Cinta yang dimaksud oleh ulama itu bukan seperti yang difahami oleh sementara muda-mudi yang tercermin dalam aktivitas yang melanggar norma agama atau budaya seperti berduaan dan berpegang-pegangan.
Di sisi lain, harus dicamkan bahwa sebagaimana ada yang tidak disukai tetapi harus dilakukan dengan penuh kesadaran dan kesungguhan, maka ada juga yang disukai atau dicintai tapi harus dihindari dan ditinggalkan. Obat yang pahit, tidak disukai. Tetapi ia harus diminum dengan penuh kesadaran dan tanggungjawab. Cinta yang bergelora pun–jika mengundang petaka atau mencemarkan nama– maka ia harus dihindari.
Memang manusia tak dituntut menyangkut gejolak cintanya selama ia tidak mampu membendungnya. Tetapi ketidakmampuan itu, tidak datang secara tiba-tiba. Karena ada poses yang harus dilalui sebelum lahirnya gejolak cinta itu-proses–yang harus dipertanggungjawabkan. Kata orang: “Cinta bermula dari mata lalu turun ke hati”. Cinta memerlukan pengenalan, disusul dengan perhatian, lalu penghormatan dan tanggungjawab, serta kesetiaan. Karena itu –pada hakikatnya–tidak ada cinta dari pandangan pertama. Sebab ketika itu belum ada pengenalan, apalagi kesetiaan. Ia baru awal dari proses lahirnya cinta. Itu sebabnya Rasul Saw berpesan: “Jangan susul pandangan pertama dengan dengan pandangan kedua. Yang pertama ditoleransi, tetapi yang kedua dipertanggungjawabkan”. Karena itu jika Anda kuatir yang kedua itu didorong oleh setan, maka batasi pandangan! Pengenalan pun demikian! Jangan lanjutkan jika Anda kuatir dapat terjerumus dalam bahaya, apalagi kecelakaan. Lalu ingatlah bahwa kesetiaan bukan saja menuntut pecinta menepati janji-janjinya, tetapi juga memelihara nama baik kekasihnya, dan membantunya memperbaiki penampilan dan aktivitasnya, serta menutupi kekurangannya, bahkan berkorban untuknya.

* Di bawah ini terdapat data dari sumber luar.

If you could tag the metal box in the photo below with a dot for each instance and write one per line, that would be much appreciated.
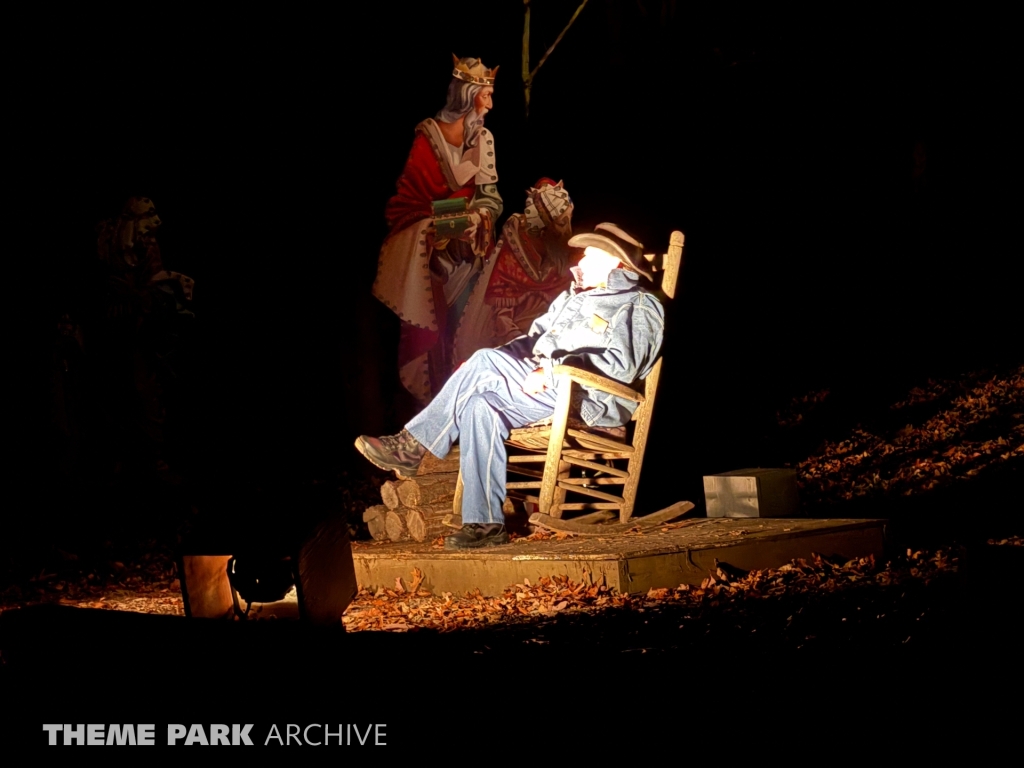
(317, 554)
(753, 493)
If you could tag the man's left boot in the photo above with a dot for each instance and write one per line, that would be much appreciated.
(477, 535)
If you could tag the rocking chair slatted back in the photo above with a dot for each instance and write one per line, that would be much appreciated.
(564, 448)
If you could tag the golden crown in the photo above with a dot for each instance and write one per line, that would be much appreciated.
(477, 74)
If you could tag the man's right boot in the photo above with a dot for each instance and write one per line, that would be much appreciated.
(399, 453)
(477, 535)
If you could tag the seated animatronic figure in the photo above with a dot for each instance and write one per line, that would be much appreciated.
(606, 322)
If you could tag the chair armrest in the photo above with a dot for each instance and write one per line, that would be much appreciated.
(598, 382)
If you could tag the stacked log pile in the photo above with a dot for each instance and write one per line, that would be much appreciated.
(415, 508)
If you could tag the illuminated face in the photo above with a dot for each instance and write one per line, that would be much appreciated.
(482, 102)
(595, 267)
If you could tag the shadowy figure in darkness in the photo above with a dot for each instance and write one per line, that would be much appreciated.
(114, 357)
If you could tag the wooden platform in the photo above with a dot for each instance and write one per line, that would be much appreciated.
(634, 562)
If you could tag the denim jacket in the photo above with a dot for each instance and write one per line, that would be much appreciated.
(614, 331)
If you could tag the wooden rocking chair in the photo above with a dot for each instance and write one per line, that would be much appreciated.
(582, 461)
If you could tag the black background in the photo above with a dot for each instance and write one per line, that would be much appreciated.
(782, 143)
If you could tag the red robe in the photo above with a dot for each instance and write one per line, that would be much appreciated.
(403, 282)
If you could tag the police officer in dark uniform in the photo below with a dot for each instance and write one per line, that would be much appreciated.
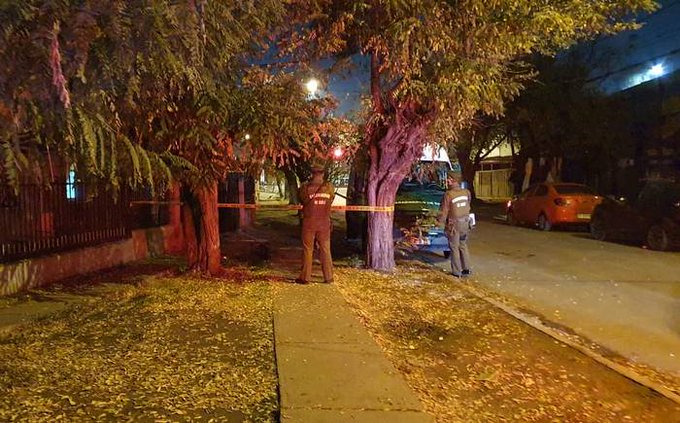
(455, 216)
(316, 197)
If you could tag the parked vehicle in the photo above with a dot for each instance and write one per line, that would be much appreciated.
(653, 217)
(548, 204)
(417, 203)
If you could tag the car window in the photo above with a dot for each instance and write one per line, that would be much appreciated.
(566, 189)
(658, 195)
(528, 192)
(541, 191)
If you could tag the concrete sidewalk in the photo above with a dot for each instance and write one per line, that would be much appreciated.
(330, 369)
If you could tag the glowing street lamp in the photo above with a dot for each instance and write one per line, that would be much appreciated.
(657, 70)
(338, 152)
(312, 86)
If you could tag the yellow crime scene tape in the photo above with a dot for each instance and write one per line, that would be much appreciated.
(384, 209)
(376, 209)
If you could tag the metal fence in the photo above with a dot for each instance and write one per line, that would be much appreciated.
(40, 220)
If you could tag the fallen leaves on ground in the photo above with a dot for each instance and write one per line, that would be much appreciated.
(164, 349)
(470, 362)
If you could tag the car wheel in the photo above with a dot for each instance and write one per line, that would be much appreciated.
(597, 230)
(543, 222)
(657, 238)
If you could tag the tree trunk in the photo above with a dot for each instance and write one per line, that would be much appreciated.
(190, 239)
(467, 169)
(356, 195)
(291, 186)
(201, 230)
(391, 155)
(209, 240)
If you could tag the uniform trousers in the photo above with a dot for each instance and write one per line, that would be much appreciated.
(457, 234)
(323, 236)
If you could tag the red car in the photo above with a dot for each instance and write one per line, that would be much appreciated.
(549, 204)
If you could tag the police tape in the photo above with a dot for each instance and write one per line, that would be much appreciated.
(379, 209)
(375, 209)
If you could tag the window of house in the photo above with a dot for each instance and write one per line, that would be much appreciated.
(71, 184)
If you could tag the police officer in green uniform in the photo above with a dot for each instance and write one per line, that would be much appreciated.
(316, 197)
(455, 217)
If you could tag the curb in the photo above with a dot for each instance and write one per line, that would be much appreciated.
(536, 323)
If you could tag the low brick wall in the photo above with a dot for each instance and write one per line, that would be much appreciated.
(40, 271)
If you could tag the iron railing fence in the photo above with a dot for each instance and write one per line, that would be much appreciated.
(40, 220)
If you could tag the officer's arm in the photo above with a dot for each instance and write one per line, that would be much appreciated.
(302, 194)
(331, 191)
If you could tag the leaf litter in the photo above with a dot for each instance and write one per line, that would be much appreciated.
(470, 362)
(166, 349)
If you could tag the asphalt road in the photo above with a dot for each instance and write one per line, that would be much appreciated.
(622, 297)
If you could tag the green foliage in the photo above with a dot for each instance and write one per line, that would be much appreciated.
(126, 90)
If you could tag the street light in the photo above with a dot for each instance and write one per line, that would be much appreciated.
(338, 153)
(312, 86)
(657, 70)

Akhirnya, jangan duga bahwa semua yang tertampung di dalam hati/perasaan adalah hasil perbuatan Tuhan yang berlaku sewenang-wenang. Nafsu dan setan pun ikut berperan. Itu sebabnya ada was-was dan rayuan. Sekali lagi, jangan serta-merta berkata bila ada bisikan, atau gejolak cinta, bahwa itu adalah bisikan nurani yang digerakkan Allah. Karena nurani dibentuk oleh lingkungan, pengalaman, dan hasil pendidikan.”Kata hati” dapat juga merupakan terjemahan dari bisikan setan atau rayuan nafsu. Demikian. Wa Allah A’lam.